Dora left as soon as she could after tea. ‘I’ll walk with you to the end of the alley,’ Josie offered straight away, jumping up to fetch her coat.
‘I was going next door to see Danny . . .’ Dora started to say, then she noticed the desperate look on her sister’s face. ‘Why don’t I see if he fancies a quick stroll in the park with us?’ she suggested.
Danny was delighted at the chance to get out of the house. His face lit up as Dora helped him into his coat, watched by his mother. June Riley puffed on a cigarette as usual, watching her son through narrowed eyes.
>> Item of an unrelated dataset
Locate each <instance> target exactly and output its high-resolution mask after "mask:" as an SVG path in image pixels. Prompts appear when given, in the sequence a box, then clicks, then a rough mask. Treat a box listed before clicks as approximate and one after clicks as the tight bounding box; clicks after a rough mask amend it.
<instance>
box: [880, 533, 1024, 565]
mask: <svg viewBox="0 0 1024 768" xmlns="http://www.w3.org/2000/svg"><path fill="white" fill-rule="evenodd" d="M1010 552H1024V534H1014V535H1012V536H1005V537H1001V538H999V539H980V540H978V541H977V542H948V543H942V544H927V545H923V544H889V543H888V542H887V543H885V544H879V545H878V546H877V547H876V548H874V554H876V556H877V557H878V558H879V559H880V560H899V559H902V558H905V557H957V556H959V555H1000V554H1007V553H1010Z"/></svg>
‘I’m glad you came round. Little bugger was starting to get on my nerves, always under my feet,’ she said.
Dora said nothing. She understood why Nick had so little time for his mother. June Riley had never paid either of her boys much attention.
‘Nick promised he’d look after us, and now he’s cleared off too,’ June went on, her voice an insistent whine. ‘God only knows why he had to give up his job and go off with a travelling fair, of all things. I suppose it’s the last we’ve seen of him,’ she said. ‘You know what they say – like father, like son.’
Nick’s nothing like his poor excuse for a father and you know it, Dora wanted to snap. And he will be coming back. He loves me.
But she had to admit to herself, she was worried. Nick still hadn’t written to her. And even thought she kept telling herself that Nick was not the type to put pen to paper, she was beginning to fear that he’d forgotten her.